One of the challenges all performers face is the passage of time. Time continues to move forward and unlike the infomercials selling “youth in a bottle”… there is no magic elixir that will keep you young. We will all (if we are lucky) eventually see the face of our parents when we look in the mirror… and the truth is our audiences will too. For a performer, that moment can either be frightening or transformative. It all depends on how you use it. So my question to you is: Are you and your show growing… or are you simply aging?
There is a big difference. We have all seen aging performers. They are the lovable characters wearing the same 30-year-old outfits, doing the same 30-year-old illusions telling the same 30-year-old jokes. Many of those 30-year-old jokes were created at another time and they should have been put out to pasture long ago. We see them at magic meetings and magic conventions and yes we wince at the old routines and old jokes but we love them all the same because well… we knew them when.

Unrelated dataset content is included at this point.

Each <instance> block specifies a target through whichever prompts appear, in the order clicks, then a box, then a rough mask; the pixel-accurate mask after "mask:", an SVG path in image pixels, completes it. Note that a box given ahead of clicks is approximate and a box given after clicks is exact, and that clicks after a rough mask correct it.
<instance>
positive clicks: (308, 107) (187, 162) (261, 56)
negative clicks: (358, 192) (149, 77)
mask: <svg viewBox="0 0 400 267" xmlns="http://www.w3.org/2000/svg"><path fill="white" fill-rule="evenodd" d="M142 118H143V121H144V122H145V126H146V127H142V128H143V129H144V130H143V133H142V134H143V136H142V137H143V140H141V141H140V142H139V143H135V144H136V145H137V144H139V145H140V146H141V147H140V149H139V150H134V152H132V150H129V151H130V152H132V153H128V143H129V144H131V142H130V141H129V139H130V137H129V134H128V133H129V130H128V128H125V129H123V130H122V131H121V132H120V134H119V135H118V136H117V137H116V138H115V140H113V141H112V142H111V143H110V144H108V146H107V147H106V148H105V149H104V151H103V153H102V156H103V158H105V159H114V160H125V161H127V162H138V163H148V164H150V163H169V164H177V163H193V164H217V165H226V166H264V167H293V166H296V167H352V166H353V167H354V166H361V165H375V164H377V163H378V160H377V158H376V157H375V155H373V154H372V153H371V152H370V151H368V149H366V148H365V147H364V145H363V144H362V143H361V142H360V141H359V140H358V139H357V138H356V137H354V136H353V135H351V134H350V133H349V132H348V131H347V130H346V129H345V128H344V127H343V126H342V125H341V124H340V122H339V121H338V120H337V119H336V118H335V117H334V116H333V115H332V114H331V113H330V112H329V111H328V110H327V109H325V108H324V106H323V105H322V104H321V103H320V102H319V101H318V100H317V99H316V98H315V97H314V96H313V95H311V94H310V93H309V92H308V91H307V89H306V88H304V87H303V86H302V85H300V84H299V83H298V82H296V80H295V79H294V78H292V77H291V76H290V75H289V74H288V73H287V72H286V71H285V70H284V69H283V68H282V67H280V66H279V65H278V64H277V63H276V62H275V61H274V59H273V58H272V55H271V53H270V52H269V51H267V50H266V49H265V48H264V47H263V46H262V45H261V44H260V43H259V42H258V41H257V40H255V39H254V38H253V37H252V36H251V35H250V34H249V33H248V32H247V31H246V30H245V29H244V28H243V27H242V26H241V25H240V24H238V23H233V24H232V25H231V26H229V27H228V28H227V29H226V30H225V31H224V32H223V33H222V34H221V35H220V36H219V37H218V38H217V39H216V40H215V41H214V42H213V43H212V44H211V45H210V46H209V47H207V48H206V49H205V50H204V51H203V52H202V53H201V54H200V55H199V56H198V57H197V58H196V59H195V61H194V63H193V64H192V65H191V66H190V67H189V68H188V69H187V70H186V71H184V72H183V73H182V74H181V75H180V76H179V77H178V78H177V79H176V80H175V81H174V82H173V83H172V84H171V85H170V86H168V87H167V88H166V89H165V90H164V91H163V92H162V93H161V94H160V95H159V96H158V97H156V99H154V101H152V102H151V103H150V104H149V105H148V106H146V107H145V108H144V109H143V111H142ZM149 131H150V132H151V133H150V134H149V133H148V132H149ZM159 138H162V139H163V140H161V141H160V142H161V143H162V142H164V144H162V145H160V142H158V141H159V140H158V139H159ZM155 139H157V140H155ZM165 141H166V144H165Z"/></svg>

But if we want to stay relevant as an aging performer, (and who doesn’t) we need to focus on growing our act to show who and what we have become. And therein lies a secret weapon. Ronald Reagan once took down a Presidential opponent with the line: “I will not make age an issue of this campaign. I am not going to exploit, for political purposes, my opponent’s youth and inexperience.”
Age brings with it the power of “experience” and more importantly “experiences.” And we can use those experiences to create context for magic routines and stories in our show that audiences can relate to on a very personal level. What we have done, who we have met, and where we have lived are all fodder for the creation of and the context of a magical presentation. Age is power… and a weapon available to only those who have achieved it.

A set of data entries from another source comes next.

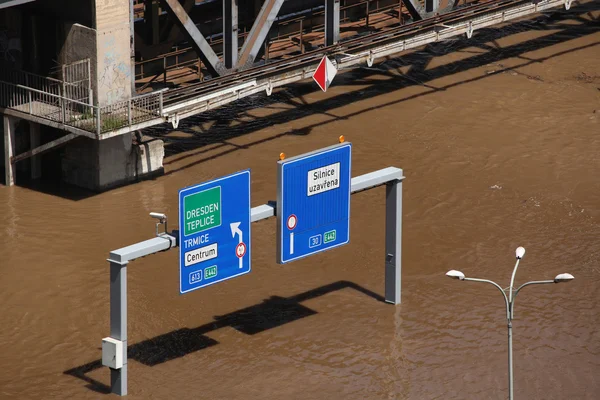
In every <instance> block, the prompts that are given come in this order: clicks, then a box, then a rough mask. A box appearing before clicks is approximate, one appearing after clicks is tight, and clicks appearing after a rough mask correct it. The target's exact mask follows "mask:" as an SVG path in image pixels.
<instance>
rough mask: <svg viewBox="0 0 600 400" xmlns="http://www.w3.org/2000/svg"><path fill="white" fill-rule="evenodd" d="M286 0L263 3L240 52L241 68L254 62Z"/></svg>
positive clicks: (266, 2) (243, 67) (249, 65)
mask: <svg viewBox="0 0 600 400" xmlns="http://www.w3.org/2000/svg"><path fill="white" fill-rule="evenodd" d="M284 1H285V0H265V2H264V3H263V6H262V8H261V9H260V12H259V13H258V16H257V17H256V21H254V24H253V25H252V29H251V30H250V33H249V34H248V37H247V38H246V41H245V42H244V46H243V47H242V50H241V52H240V58H239V60H238V66H239V69H244V68H248V67H250V66H251V65H252V64H254V59H255V58H256V56H257V54H258V52H259V51H260V48H261V47H262V45H263V43H264V42H265V39H266V37H267V35H268V33H269V30H270V29H271V26H272V25H273V21H275V18H276V17H277V14H278V13H279V9H281V5H282V4H283V2H284Z"/></svg>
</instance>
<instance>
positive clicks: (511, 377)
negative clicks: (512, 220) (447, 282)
mask: <svg viewBox="0 0 600 400" xmlns="http://www.w3.org/2000/svg"><path fill="white" fill-rule="evenodd" d="M524 255H525V248H524V247H518V248H517V251H516V256H517V263H516V264H515V268H514V269H513V274H512V277H511V278H510V286H509V287H508V297H507V296H506V290H507V289H502V288H501V287H500V285H498V284H497V283H496V282H492V281H489V280H487V279H477V278H467V277H465V274H463V273H462V272H460V271H456V270H451V271H448V272H447V273H446V276H448V277H450V278H453V279H458V280H461V281H472V282H485V283H491V284H492V285H494V286H495V287H497V288H498V290H500V292H501V293H502V296H503V297H504V302H505V303H506V320H507V322H508V398H509V400H513V367H512V320H513V316H514V313H513V311H514V304H515V297H517V294H518V293H519V290H521V289H523V288H524V287H525V286H529V285H540V284H545V283H561V282H569V281H571V280H573V279H574V277H573V275H571V274H566V273H564V274H559V275H556V277H555V278H554V280H547V281H531V282H527V283H524V284H522V285H521V286H519V287H518V288H517V289H516V290H514V293H513V284H514V282H515V274H516V273H517V268H518V267H519V261H520V260H521V259H522V258H523V256H524Z"/></svg>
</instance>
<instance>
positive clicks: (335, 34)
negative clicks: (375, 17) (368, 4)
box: [325, 0, 368, 46]
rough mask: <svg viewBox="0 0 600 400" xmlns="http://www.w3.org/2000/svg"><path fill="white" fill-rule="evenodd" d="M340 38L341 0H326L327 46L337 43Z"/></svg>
mask: <svg viewBox="0 0 600 400" xmlns="http://www.w3.org/2000/svg"><path fill="white" fill-rule="evenodd" d="M367 7H368V3H367ZM339 40H340V0H325V46H331V45H333V44H336V43H337V42H338V41H339Z"/></svg>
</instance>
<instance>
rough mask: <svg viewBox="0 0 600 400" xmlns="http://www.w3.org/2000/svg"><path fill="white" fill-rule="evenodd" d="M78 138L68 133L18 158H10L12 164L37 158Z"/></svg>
mask: <svg viewBox="0 0 600 400" xmlns="http://www.w3.org/2000/svg"><path fill="white" fill-rule="evenodd" d="M36 125H37V124H36ZM78 136H79V135H77V134H76V133H69V134H68V135H65V136H62V137H59V138H58V139H56V140H53V141H51V142H48V143H46V144H43V145H41V146H38V147H36V148H34V149H31V150H28V151H26V152H25V153H21V154H19V155H18V156H14V157H12V162H13V163H16V162H19V161H21V160H25V159H27V158H29V157H33V156H39V155H40V154H43V153H46V152H47V151H50V150H52V149H54V148H55V147H58V146H61V145H63V144H65V143H67V142H68V141H70V140H73V139H75V138H76V137H78Z"/></svg>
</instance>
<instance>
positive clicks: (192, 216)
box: [179, 170, 251, 294]
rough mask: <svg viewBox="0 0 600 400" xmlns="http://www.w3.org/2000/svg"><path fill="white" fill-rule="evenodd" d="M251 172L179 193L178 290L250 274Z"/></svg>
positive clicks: (209, 182) (181, 190)
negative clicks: (178, 245)
mask: <svg viewBox="0 0 600 400" xmlns="http://www.w3.org/2000/svg"><path fill="white" fill-rule="evenodd" d="M250 225H251V222H250V170H244V171H240V172H237V173H235V174H232V175H228V176H224V177H221V178H218V179H215V180H212V181H209V182H204V183H201V184H199V185H196V186H191V187H187V188H185V189H181V190H180V191H179V292H180V294H184V293H188V292H191V291H192V290H196V289H200V288H202V287H205V286H208V285H212V284H213V283H217V282H221V281H224V280H226V279H230V278H234V277H236V276H239V275H243V274H247V273H248V272H250V260H251V257H250Z"/></svg>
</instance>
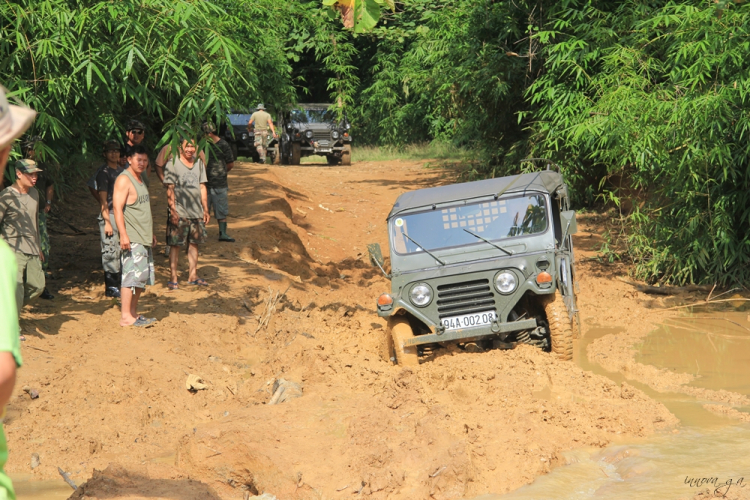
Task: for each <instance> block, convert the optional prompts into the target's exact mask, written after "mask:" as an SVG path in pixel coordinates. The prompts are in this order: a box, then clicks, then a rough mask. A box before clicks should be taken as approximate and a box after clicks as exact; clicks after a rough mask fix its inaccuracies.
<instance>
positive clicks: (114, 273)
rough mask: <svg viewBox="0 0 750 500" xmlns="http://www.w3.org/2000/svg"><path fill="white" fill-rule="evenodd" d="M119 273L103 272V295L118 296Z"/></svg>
mask: <svg viewBox="0 0 750 500" xmlns="http://www.w3.org/2000/svg"><path fill="white" fill-rule="evenodd" d="M121 281H122V279H121V278H120V273H104V286H105V287H106V290H105V291H104V296H105V297H113V298H115V299H119V298H120V282H121Z"/></svg>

In my current show in Boston, I tell stories of how I became interested in magic. How I met my wife, my interactions with my children and now my four grandchildren, my TV appearances, and I even touch on subjects as personal as the deaths of my mother and father. Yes, it is possible to do that in a magic show IF IT HAS CONTEXT, and if it relates to the story, the magic and is consistent with the through line of the show.
In my closing illusion The Cups and Steel Balls, I relate it to my father’s job in a Pittsburgh steel mill, explaining: “I watched my dad come home from his job hot, tired, and covered in dirt. But because he was willing to do that for me … I get to do this for you … [the cups are uncovered] … a little tribute to my steel-town dad.” And now the audience is no longer simply watching a Cups and Balls routine, they are watching something much more personal.
There is power in age and experience… but only if you use it.